To me this is a no-brainer - from a usability standpoint - not necessarily from a technical perspective. But when you think of it, why would my applications and third party applications benefit from an rich WinForm control where ever my users might benefit from collecting notes.

Now I know you are probably thinking - why not use a Side Note? That's a good question to ask. And I have the answer. I am not a big Side Note fan. Oh I use them but side notes break my momentum and thought flow. For myself Side Notes are ok for capturing quick thoughts and ideas - if later you go back and do something with them even if it is nothing more then deleting them.

I use a laptop 90 percent of the time (no tablet but that was another post:). I have limited screen space and nearly always work in full screen mode. Using a Side Note requires me to move it around or find a place one the screen that I am not using at the moment. It is pinned as the "top" screen by default and I can unpin the side note. With it pinned as the top screen I need to move it around as needed and if I change to say Outlook it is still pinned as the top screen and I have no need for that. If I unpin the Side Note it will be sent behind my PowerPoint app. Embedding the OneNote user interface as a control inside of a client will give me the basic power of OneNote located where I am used to seeing notes.

Ok, I know this is not an easy "fix" and is filled with implementation details that I would not even try to enumerate today. But if creating a embeddable control is beyond the 014 timeframe then the next step is to consider a "Smart" Side Note. One that can attach to a existing application window and would "disappear" when that specific application no longer has focus

Just an idea....

Monday, October 09, 2006


Dave Blogs About ON File Format

If you don't follow follow Dave Rasmussen's blog you should head over and read his newest post on OneNote 2003 and 2007 file format compatibility.

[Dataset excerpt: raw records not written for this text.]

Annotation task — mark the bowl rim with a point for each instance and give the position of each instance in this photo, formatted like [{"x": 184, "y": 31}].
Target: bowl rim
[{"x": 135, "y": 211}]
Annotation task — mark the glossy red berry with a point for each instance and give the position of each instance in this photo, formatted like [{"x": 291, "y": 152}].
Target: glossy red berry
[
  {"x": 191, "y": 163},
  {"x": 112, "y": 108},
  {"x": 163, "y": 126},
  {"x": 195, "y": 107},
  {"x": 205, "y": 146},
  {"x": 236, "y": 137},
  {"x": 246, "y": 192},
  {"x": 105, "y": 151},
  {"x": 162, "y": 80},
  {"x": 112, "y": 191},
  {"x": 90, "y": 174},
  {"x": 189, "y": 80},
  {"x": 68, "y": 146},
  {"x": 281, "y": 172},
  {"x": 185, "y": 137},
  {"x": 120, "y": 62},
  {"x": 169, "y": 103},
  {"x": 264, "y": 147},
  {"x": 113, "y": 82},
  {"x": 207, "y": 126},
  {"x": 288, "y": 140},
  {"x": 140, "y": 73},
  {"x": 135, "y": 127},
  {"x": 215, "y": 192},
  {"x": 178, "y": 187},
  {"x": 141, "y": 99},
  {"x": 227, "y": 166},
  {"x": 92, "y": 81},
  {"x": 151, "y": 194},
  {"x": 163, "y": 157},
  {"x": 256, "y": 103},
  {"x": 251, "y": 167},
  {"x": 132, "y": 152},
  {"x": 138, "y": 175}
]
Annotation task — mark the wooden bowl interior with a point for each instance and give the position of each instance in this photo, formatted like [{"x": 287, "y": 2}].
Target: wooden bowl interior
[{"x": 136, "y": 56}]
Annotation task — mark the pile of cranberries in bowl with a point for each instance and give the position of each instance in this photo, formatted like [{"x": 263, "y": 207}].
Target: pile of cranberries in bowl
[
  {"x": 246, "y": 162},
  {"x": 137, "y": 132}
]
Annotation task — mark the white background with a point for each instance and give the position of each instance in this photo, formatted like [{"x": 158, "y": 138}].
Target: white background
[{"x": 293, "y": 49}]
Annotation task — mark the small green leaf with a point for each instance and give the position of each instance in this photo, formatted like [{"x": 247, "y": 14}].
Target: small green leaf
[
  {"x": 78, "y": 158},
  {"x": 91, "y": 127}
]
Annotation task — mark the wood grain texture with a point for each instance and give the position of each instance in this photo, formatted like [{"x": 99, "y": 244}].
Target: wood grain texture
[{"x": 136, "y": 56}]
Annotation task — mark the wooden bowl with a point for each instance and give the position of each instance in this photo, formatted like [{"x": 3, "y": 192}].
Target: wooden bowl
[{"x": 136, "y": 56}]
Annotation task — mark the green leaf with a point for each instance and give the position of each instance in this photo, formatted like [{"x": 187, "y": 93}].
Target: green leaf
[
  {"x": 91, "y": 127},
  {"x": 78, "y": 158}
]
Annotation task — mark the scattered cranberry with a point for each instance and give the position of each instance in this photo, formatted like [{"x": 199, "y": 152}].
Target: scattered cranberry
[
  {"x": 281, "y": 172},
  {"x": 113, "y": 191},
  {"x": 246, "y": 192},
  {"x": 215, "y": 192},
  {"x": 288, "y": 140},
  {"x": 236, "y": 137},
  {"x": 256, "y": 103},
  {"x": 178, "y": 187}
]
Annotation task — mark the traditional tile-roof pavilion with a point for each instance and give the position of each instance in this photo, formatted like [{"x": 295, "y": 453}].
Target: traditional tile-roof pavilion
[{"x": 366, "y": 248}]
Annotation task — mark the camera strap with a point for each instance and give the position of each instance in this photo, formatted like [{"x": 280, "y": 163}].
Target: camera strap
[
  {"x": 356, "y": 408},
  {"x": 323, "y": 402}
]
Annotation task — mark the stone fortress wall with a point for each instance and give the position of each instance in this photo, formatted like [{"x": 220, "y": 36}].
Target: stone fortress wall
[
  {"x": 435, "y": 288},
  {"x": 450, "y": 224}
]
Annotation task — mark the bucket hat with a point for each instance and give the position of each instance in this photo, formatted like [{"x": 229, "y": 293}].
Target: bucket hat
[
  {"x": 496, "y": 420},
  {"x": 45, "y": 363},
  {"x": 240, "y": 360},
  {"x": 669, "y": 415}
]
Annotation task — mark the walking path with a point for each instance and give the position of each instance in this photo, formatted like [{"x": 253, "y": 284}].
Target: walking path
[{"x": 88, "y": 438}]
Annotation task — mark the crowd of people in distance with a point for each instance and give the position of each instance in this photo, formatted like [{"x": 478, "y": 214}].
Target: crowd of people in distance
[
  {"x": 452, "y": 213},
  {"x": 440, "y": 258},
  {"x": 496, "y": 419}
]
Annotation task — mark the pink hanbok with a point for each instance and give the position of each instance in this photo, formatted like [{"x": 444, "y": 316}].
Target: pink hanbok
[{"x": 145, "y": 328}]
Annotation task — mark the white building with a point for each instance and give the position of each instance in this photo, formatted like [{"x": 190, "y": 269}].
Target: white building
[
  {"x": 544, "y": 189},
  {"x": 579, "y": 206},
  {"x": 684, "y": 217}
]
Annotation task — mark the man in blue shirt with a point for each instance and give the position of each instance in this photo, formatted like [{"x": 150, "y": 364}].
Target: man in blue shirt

Why the OneNote 2007 and 2003 file format are different

Wednesday, October 04, 2006


Sample Application up on OneNote Extensibility & More

Daniel Escapa has posted a good example of using the OneNote API in his Send to OneNote from Windows Explorer – Sample App post. For any of you who are interested in extensibility and OneNote you should head over and take a look at his sample. The Send to OneNote from Windows Explorer sample application explains how to use the OneNote interops APIs to embed files into a new Unfiled Section page.